Development of personalized medicine in osteosarcoma by exploiting novel, representative, genetically characterized experimental models

Osteosarcoma (OS) is the most common primary malignant tumor affecting bone. Its frequency is low (3.4 cases per year per million people), but because it primarily affects children and adolescents, its social impact is significant. The survival rate is around 70% but decreases dramatically to 20-30% for patients who are metastatic at diagnosis or do not respond to treatment. Managing OS remains challenging, necessitating a multifaceted approach. Current treatment protocols involve aggressive multidrug therapy and surgical resection, yet survival rates have remained unaltered for the past four decades. Molecularly, OS exhibits elevated levels of chromosomal structural variations, including whole genome duplication, chromotripsis, and kataegis. Somatic copy number alterations and structural variants, with few recurrent point mutations in protein-coding genes (except for TP53 and RB1), contribute to its complex yet low mutational burden. Intra- and inter-tumor heterogeneity in genomic alterations underscore the necessity for personalized, genome-driven therapeutic strategies. Recent research efforts have focused on identifying targeted genetic alterations for new therapeutic interventions.

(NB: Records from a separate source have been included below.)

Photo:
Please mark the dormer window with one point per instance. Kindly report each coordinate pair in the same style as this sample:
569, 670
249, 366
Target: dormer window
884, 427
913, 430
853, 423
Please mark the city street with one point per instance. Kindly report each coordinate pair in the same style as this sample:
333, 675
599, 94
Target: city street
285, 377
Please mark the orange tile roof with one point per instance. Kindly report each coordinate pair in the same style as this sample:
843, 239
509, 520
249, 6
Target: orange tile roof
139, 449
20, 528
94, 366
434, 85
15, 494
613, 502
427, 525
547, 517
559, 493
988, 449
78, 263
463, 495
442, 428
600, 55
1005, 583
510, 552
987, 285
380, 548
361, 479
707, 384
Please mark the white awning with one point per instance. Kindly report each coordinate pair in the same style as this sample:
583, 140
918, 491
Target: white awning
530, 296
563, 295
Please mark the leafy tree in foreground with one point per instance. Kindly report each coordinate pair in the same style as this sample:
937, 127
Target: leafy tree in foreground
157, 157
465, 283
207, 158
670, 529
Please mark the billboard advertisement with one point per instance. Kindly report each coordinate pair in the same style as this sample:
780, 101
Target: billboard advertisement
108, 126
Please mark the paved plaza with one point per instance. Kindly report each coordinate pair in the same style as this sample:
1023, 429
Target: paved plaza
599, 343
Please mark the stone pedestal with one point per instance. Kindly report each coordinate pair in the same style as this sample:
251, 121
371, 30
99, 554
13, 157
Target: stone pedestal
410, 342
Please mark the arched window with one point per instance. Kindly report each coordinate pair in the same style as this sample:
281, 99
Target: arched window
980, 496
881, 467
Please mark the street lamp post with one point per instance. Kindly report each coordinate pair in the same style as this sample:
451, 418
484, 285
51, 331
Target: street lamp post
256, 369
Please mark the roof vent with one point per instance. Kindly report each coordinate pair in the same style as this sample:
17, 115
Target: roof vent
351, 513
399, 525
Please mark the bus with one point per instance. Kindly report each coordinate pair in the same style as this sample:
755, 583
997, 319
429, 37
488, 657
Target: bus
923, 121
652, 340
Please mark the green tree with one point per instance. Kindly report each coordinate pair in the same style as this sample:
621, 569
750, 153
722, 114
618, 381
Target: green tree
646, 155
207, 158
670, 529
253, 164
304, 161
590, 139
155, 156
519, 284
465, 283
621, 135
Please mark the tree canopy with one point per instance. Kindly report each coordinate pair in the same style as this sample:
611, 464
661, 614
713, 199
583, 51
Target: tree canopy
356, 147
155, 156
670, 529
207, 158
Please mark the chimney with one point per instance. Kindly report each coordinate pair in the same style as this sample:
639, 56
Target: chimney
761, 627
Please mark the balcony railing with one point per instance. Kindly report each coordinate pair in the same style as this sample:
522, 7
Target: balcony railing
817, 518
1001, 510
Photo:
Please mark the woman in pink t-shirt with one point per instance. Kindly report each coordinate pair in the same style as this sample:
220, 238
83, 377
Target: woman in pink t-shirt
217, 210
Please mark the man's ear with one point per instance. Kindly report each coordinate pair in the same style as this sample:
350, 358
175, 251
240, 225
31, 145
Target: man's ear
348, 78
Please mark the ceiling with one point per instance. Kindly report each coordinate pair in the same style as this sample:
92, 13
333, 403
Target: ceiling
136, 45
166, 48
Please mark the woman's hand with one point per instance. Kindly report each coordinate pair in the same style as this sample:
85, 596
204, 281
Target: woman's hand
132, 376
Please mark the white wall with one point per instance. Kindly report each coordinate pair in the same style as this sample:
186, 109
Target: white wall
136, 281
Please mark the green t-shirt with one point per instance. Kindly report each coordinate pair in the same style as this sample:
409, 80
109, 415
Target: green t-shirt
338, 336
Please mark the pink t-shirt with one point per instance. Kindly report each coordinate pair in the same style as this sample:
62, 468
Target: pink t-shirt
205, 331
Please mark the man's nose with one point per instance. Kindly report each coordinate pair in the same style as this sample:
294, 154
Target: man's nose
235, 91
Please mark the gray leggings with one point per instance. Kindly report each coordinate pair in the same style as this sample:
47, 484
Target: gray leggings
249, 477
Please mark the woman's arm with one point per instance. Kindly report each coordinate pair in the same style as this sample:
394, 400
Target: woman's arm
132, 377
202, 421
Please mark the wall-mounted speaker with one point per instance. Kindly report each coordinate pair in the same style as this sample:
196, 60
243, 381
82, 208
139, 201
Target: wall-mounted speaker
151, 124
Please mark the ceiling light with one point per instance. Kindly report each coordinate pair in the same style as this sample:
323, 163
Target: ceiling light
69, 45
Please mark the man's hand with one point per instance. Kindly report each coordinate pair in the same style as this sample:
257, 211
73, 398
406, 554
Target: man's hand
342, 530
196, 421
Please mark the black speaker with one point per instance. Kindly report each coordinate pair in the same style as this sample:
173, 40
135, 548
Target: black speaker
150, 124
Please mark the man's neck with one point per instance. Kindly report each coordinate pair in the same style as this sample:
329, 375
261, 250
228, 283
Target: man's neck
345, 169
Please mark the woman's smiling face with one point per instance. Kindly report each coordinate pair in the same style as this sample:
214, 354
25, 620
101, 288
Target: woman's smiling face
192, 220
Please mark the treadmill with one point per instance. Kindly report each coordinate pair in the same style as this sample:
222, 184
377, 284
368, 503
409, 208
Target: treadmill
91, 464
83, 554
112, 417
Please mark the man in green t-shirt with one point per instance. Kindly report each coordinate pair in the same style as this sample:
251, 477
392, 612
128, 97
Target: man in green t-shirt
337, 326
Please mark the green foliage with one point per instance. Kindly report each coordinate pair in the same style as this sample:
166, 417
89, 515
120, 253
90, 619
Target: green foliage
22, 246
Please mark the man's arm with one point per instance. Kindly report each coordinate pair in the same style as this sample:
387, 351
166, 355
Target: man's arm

In this study, a sixty-seven-cancer gene panel was utilized through High-Throughput Sequencing to analyze twenty-one osteosarcoma samples, 21 Patient Derived Xenografts (PDXs), and 6 PDX-derived cell lines. Genomic correlations between OS samples, OS-PDX, and OS-PDX-derived cell lines were established and validated at the protein level. A highly aggressive OS cell line was employed to assess the efficacy of 2880 FDA-approved drugs via High Throughput Screening (HTS). Analysis revealed a low mutational burden with notable copy number level structural variations, identifying C-MYC, DDR2, CCNE1, and CDK4 as the most amplified genes. PDXs and PDX-derived cell lines mirrored the original tumors' genomic characteristics. Several compounds exhibited significant cell growth inhibition, prompting further investigation. Seventeen promising compounds are scheduled for D/R curve testing, indicating the potential of PDX models and associated cell lines as reliable preclinical platforms for personalized OS therapy.